The Newspaper Association of America worked for the past several years to bring about the changes.

“Today’s report marks the culmination of a three-year process in which newspaper publishers and the advertisers together worked in tandem with ABC to modify paid circulation reporting to more accurately reflect newspapers’ total audiences available in today’s marketplace,” said NAA President John Sturm.

“The new definition and formats reflect changes in the way publishers market their newspaper to readers,” he added.

The NAA said that total print ad revenues have fallen to $22.8 billion in 2010, a 52 percent drop from the $47.8 billion reported in 2005.

Tweet talk

One Twitter user in Abbottabad was live tweeting the raid on bin Laden’s compound without realizing it Sunday.

“Helicopter hovering over Abbottabad at 1 am [is a rare event],” wrote Sohaib Athar.

He stayed with the helicopter crash and explosion before ultimately figuring out what the commotion was about.

“Uh oh, now I’m the guy who live blogged the Osama raid without knowing it,” he wrote.

But even as the press clamored for interviews, he remained pretty humble.

“I am just a TWEETER awake at the time of the crash,” he wrote. “Not many Twitter users in Abbottabad. These guys are more into Facebook. That’s it.”

Still, some in the old media world hope and believe there is enough demand for the nearly 10-year hunt for Bin Laden to warrant special editions.

Time, which had already put out a special edition on the wedding of Prince William and Kate Middleton, decided to crank out another special edition on the death of bin Laden.

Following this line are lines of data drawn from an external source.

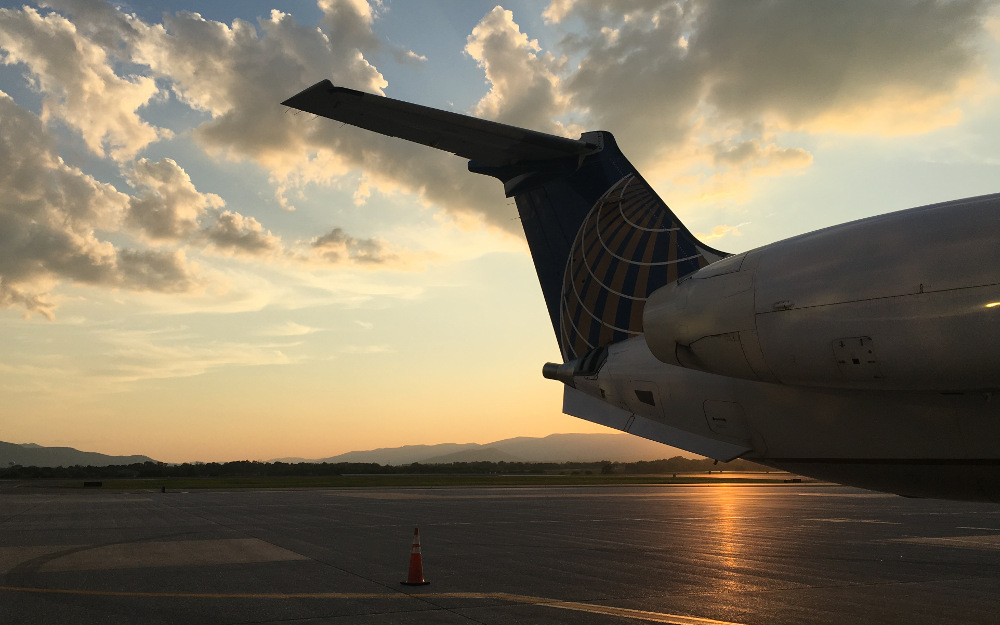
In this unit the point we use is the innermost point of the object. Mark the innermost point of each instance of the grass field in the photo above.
(347, 481)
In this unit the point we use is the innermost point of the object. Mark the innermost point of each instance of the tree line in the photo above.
(255, 468)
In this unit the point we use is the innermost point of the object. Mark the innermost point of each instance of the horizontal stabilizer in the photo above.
(476, 139)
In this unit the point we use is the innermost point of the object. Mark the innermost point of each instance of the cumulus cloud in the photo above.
(788, 63)
(722, 230)
(525, 89)
(79, 86)
(238, 234)
(336, 246)
(49, 212)
(168, 205)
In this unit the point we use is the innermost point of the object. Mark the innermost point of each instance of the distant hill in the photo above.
(552, 448)
(32, 455)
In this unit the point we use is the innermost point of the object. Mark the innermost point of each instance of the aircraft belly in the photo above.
(777, 421)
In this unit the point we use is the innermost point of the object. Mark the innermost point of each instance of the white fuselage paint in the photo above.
(755, 351)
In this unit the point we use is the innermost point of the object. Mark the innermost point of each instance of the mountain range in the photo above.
(32, 455)
(552, 448)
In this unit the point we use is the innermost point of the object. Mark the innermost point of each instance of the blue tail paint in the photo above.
(601, 240)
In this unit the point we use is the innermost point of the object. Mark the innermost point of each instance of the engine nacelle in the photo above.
(905, 301)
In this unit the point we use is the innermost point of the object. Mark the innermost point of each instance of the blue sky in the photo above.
(189, 271)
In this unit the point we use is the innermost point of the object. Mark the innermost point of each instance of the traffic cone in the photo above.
(416, 575)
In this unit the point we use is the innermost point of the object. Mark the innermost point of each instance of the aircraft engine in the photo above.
(886, 303)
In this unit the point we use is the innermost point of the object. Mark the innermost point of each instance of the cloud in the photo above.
(168, 205)
(174, 353)
(721, 231)
(79, 86)
(49, 212)
(237, 234)
(289, 328)
(751, 154)
(408, 57)
(337, 247)
(799, 62)
(524, 87)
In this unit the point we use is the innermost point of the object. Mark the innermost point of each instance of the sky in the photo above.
(190, 271)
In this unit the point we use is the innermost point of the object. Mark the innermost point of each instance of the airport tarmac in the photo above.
(690, 555)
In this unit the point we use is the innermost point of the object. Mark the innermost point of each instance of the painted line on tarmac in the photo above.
(653, 617)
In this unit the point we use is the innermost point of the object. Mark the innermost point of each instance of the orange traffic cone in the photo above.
(416, 575)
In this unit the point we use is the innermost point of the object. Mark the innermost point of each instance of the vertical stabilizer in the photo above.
(601, 240)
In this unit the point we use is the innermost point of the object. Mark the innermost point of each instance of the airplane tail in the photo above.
(601, 239)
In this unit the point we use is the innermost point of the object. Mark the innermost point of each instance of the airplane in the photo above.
(866, 353)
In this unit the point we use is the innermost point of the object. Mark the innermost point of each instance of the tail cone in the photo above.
(416, 574)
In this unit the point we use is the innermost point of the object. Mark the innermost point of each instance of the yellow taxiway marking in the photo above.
(653, 617)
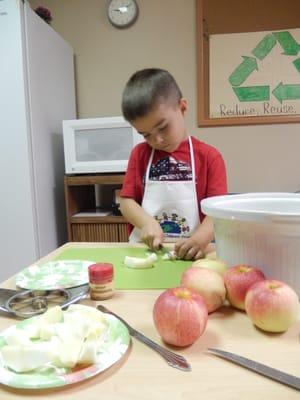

Editor Rick Stengel said it was the first time that the magazine had put out three issues in the course of a week — it had already produced the royal wedding special and its regular weekly issue.

Tina Brown, who was covering the royal wedding, is also moving to rush Newsweek to market. Normally, it hits on Monday, but this week, the deadline is being moved up and it will be hitting on Friday — three days earlier than normal.

Tab tales

The loneliness of the city’s night people is one of the underlying themes of Pete Hamill‘s new thriller, “Tabloid City,” from the Little Brown imprint of Hachette, which is set to have 45,000 copies on booksellers’ shelves tomorrow.

Hamill sure wasn’t lonely himself at a jam-packed reading at New York University’s Arthur Carter School of Journalism on Monday night.

Everyone from Pulitzer Prize winner Jimmy Breslin, who has a new bio out on MLB exec Branch Rickey, to AP Executive Editor Mi chael Oreskes and ex- Daily News reporter- turned-MTA media liai son Sal Arena turned out.